Durante a entrevista, Roseane também falou sobre raças que têm maior predisposição a problemas ortopédicos. Cães como Dachshund, os famosos “salsichas”, tendem a ter mais problemas de coluna, enquanto raças de grande porte, como Golden, Labrador, Fila e Doberman, costumam apresentar alterações no quadril e nas articulações. Já raças menores, como Spitz, podem ter mais problemas de joelho. Ainda assim, ela fez questão de frisar que isso não é uma sentença, com cuidado e prevenção, é possível retardar ou até evitar o agravamento dessas doenças.
Quando o assunto entrou na fisioterapia veterinária, a médica explicou que o objetivo principal é aliviar a dor, reduzir inflamações e devolver mobilidade e função ao animal. Entre os recursos utilizados estão laser, magnetoterapia, acupuntura, kinesio taping e exercícios específicos, sempre adaptados a cada caso. “O papel da fisioterapia é devolver qualidade de vida, fazer o animal voltar a correr, pular, brincar e viver sem dor”, resumiu.
Ela também foi direta ao falar sobre cirurgias ortopédicas, na maioria dos casos, a fisioterapia é fundamental no pós-operatório para evitar atrofia muscular e recuperar a função do membro afetado. Já nos casos neurológicos, como hérnia de disco, sequelas de AVC ou paralisias, a fisioterapia caminha junto com a neurologia e a ortopedia para tentar devolver movimentos e manter o máximo de independência possível ao paciente.

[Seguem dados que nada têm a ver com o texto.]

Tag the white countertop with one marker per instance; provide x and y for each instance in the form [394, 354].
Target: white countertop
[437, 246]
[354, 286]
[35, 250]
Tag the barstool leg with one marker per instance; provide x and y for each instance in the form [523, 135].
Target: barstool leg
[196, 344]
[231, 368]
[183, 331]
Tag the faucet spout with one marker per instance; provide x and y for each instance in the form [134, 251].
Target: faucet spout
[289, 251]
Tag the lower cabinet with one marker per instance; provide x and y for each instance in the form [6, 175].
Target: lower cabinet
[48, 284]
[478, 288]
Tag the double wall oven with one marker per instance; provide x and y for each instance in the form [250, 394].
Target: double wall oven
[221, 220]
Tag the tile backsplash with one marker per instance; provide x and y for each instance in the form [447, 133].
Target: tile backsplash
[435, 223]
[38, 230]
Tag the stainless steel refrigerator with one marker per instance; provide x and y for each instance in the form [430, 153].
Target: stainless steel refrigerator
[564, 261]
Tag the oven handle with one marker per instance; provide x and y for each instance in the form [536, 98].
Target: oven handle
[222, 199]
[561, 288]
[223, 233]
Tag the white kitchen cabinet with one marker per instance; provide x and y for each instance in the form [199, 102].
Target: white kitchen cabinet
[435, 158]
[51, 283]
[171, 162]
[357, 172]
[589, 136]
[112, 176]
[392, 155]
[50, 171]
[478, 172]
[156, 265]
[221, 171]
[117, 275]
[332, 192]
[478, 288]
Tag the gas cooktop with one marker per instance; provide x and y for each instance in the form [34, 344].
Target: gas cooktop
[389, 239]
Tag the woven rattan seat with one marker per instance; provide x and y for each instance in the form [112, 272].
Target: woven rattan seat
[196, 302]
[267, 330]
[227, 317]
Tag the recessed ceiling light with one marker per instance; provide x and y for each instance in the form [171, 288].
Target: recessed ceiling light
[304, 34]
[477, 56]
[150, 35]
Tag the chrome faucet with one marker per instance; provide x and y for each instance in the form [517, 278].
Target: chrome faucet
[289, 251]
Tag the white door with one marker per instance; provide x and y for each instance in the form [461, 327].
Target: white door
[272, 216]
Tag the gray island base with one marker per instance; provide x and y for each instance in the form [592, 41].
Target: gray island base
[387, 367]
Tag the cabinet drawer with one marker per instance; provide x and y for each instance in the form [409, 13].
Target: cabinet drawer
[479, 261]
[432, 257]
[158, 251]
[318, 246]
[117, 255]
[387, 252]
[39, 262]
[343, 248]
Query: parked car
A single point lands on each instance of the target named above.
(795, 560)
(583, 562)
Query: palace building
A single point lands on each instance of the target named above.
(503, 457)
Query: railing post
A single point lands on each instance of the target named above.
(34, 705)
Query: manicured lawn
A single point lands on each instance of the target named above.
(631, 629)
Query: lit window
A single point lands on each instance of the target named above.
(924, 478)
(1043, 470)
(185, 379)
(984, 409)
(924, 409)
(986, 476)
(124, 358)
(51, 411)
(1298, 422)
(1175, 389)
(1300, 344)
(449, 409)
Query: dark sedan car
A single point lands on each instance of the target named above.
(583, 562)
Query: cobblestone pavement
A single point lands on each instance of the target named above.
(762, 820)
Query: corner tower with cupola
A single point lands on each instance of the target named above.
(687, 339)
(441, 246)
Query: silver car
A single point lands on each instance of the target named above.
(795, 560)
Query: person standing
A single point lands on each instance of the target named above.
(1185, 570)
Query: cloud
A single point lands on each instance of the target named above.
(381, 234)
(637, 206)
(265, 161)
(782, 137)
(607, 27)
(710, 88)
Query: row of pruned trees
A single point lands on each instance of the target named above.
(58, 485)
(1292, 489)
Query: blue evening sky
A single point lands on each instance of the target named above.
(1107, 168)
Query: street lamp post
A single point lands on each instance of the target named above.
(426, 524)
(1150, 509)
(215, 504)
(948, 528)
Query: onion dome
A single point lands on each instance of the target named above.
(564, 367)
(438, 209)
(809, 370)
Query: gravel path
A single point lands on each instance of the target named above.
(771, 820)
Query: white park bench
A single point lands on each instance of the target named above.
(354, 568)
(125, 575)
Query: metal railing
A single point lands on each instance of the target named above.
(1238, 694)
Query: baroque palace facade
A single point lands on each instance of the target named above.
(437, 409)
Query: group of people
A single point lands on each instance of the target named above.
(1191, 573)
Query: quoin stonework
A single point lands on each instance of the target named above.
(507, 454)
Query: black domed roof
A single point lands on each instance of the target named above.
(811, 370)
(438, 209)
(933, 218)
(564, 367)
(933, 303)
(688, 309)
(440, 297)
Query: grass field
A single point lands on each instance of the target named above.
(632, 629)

Um ponto importante destacado foi que não existe prazo fechado para a recuperação. Cada animal responde de um jeito, e o tratamento precisa respeitar o ritmo e as limitações de cada um. “Eu trato o paciente, não o relógio”, explicou Roseane, lembrando que quedas, esforço excessivo ou até o comportamento do próprio animal podem interferir no processo.
Falando em esforço, a veterinária fez um alerta para tutores que querem transformar seus pets em “atletas” sem preparo. Correr longas distâncias, fazer trilhas ou atividades de alto impacto pode causar mais prejuízo do que benefício, especialmente em raças que já têm limitações respiratórias ou articulares. “Prevenir é sempre melhor do que tratar uma lesão”, reforçou.

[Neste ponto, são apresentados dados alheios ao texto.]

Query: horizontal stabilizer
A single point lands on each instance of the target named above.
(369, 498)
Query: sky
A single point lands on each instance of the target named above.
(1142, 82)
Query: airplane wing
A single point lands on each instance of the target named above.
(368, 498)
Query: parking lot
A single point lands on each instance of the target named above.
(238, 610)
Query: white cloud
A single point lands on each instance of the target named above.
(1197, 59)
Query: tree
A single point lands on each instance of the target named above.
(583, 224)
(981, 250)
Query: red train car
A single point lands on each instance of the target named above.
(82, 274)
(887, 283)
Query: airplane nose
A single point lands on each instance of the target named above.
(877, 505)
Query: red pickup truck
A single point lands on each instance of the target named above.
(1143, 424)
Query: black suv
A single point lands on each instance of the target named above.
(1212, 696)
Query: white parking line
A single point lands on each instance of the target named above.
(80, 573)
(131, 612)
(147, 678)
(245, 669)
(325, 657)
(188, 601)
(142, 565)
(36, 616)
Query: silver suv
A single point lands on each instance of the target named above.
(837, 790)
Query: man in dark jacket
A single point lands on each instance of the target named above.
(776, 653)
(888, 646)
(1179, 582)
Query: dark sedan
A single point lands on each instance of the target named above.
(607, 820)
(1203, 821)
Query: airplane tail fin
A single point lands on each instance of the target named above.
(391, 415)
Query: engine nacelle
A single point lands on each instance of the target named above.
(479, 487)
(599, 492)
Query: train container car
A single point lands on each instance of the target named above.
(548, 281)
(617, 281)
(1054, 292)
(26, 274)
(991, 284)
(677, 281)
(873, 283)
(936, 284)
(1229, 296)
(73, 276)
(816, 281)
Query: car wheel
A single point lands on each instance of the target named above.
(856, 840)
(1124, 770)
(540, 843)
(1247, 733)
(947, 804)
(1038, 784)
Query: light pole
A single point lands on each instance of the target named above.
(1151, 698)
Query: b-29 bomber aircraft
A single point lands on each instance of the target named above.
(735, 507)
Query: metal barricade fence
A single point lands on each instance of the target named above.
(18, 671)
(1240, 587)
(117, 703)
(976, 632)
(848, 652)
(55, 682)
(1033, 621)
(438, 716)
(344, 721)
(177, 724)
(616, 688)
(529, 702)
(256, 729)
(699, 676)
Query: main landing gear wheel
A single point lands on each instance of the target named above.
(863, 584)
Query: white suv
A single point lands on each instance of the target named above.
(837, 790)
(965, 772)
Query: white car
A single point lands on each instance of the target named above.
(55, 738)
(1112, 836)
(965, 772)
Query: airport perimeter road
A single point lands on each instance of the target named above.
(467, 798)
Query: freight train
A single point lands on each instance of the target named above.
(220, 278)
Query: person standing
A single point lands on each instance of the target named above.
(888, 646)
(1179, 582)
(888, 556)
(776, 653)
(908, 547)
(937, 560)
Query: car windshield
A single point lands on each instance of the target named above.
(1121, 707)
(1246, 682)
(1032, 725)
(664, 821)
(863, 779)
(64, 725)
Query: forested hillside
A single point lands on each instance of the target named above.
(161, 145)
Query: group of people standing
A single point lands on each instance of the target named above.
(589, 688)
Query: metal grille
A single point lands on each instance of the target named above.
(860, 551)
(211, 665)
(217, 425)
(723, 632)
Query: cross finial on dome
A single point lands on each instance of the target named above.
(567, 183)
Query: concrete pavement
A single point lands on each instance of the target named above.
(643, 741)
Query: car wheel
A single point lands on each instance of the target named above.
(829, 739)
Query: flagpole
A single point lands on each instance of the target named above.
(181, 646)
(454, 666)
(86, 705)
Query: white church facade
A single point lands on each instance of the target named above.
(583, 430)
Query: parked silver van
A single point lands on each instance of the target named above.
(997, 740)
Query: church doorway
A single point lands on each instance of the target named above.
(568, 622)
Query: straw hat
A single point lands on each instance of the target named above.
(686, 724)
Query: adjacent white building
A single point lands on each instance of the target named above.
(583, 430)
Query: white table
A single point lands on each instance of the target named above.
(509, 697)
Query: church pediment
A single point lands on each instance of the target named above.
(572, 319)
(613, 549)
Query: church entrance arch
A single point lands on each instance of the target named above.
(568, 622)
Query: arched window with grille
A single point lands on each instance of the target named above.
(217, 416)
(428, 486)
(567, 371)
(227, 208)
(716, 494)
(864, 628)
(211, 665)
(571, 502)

Para quem tem animais idosos ou com sobrepeso, Roseane explicou que o caminho passa por acompanhamento conjunto, fisioterapia, controle alimentar, avaliação com endocrinologista ou nutrólogo veterinário e exercícios adaptados. Nada de soluções milagrosas ou mudanças bruscas. O processo é gradual e exige, principalmente, a participação ativa do tutor em casa.
Um dos momentos mais emocionantes da entrevista foi quando ela contou que a escolha pela área da fisiatria nasceu da experiência com o próprio cachorro, que teve disfunção cognitiva. Desde então, muitos casos marcaram sua trajetória, como o de um paciente com neuropatia diabética que voltou a andar e a pular após as sessões de reabilitação. “Devolver qualidade de vida é o que mais gratifica”, disse.
Ao final, Roseane deixou uma mensagem simples e poderosa, todos envelhecem, inclusive os animais. E, se queremos envelhecer com qualidade, eles também merecem esse cuidado. Observar sinais, buscar ajuda profissional e investir em prevenção e reabilitação é, acima de tudo, um ato de amor.